Ad essere coperti dal beneficio sono gli investimenti pubblicitari effettuati sulla stampa quotidiana e periodica, anche online. In altri termini, i predetti soggetti potranno richiedere il credito d’imposta del 50% per le spese sostenute in investimenti pubblicitari. La nota stonata, però, che subito è saltata all’occhio è stata l’esclusione delle radio e delle tv. Quindi, mentre nel 2020 il bonus si poteva chiedere per gli investimenti su: stampa quotidiana e periodica cartacea e online, emittenti televisive locali, emittenti radiofoniche locali, per il 2021 sono escluse le ultime due opzioni.

Ne deriva che il testo della manovra 2021 riduce il ventaglio di possibilità sugli investimenti, escludendo le emittenti televisive e radiofoniche. Altra novità riguarda il budget che è di 50 milioni di euro sia per il 2021 che per il 2022. Invece, lo scorso anno è arrivato fino a 85 milioni di euro, partendo, però, da 40 milioni. Quindi, diciamo: c’è ancora speranza nell’ampliamento del plafond.

Come sarà il Bonus Pubblicità nel 2021 e come fare domanda?
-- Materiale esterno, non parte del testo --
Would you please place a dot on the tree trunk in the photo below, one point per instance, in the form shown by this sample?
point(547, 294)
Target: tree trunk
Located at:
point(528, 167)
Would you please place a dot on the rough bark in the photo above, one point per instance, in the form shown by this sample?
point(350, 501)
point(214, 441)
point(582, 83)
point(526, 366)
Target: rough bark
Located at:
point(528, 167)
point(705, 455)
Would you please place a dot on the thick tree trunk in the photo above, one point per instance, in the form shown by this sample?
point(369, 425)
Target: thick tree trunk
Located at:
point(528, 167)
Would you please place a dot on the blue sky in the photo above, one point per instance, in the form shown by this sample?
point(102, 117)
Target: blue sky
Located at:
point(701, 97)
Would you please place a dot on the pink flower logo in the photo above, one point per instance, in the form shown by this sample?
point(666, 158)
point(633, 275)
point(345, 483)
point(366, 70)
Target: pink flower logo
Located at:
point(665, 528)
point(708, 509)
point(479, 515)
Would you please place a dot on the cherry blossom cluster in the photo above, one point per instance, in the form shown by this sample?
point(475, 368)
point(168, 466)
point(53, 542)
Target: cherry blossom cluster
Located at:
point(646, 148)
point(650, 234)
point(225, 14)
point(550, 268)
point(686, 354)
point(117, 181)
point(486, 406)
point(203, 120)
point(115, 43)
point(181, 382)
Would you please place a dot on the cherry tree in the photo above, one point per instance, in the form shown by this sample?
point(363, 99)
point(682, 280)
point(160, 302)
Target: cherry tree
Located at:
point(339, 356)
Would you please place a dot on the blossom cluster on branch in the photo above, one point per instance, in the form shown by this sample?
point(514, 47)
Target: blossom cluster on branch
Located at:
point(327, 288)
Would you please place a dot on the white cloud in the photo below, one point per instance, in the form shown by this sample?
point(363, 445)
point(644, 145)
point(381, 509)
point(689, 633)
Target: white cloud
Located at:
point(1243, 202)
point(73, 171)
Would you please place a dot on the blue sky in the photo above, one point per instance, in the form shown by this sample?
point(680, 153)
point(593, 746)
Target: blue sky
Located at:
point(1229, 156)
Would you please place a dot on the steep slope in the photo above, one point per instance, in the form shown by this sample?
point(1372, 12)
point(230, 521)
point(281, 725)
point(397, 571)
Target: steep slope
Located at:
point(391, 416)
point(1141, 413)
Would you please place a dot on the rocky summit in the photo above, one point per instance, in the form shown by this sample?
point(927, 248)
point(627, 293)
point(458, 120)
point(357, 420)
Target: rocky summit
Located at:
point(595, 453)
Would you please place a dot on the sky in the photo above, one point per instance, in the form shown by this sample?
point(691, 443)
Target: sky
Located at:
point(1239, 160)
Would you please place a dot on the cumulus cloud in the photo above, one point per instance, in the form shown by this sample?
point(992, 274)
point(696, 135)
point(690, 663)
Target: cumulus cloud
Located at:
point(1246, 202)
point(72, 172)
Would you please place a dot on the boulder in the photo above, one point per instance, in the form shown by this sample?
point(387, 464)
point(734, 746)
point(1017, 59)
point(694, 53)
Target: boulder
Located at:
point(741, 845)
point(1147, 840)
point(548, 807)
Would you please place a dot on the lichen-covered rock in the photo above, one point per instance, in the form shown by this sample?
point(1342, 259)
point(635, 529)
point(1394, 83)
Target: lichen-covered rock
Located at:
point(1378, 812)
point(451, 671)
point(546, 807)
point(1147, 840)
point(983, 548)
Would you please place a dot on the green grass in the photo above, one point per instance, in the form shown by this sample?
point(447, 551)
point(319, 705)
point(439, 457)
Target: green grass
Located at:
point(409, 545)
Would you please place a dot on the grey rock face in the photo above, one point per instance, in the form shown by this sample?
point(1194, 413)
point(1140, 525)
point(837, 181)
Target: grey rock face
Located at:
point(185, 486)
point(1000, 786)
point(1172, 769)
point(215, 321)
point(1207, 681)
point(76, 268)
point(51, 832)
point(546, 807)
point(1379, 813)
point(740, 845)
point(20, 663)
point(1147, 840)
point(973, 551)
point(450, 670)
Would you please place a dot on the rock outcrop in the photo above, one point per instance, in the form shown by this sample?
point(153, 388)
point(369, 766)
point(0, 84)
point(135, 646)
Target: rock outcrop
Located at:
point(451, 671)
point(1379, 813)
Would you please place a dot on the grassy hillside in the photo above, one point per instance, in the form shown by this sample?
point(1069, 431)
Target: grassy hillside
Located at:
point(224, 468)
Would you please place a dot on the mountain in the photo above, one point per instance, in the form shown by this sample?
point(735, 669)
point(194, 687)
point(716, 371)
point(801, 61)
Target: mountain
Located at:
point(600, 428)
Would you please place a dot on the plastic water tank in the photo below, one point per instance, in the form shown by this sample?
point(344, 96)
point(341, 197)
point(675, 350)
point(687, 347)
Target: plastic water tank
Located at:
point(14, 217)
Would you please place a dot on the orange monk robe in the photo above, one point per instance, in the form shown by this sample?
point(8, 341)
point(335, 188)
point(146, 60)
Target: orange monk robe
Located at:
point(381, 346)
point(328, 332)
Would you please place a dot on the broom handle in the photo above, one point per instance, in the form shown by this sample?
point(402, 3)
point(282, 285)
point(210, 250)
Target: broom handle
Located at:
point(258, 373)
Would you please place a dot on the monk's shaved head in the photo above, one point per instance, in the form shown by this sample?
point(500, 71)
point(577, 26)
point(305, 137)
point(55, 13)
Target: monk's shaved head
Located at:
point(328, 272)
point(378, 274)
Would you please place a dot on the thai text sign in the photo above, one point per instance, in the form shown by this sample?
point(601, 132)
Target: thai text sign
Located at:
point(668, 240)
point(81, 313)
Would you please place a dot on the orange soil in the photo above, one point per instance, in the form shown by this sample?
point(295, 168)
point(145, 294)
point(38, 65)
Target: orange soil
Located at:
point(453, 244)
Ebbene, la Legge di Bilancio non ha cambiato le regole per presentare la domanda. Pertanto, per accedere al credito di imposta del 50%, occorrerà seguire le medesime regole vigenti nel 2020. Quindi, il primo passo consiste nell’inviare la comunicazione per l’accesso al credito d’imposta, unitamente ai dati degli investimenti effettuati o da effettuare. Successivamente, va inviata una dichiarazione sostitutiva, per dichiarare che gli investimenti indicati nella comunicazione per l’accesso al credito d’imposta, sono stati effettivamente realizzati nell’anno di riferimento. Infine, l’Agenzia delle Entrate pubblicherà un elenco temporaneo dei beneficiari. Poi, quello definitivo verrà stilato in seguito ai controlli sulle dichiarazioni sostitutive presentate dai richiedenti.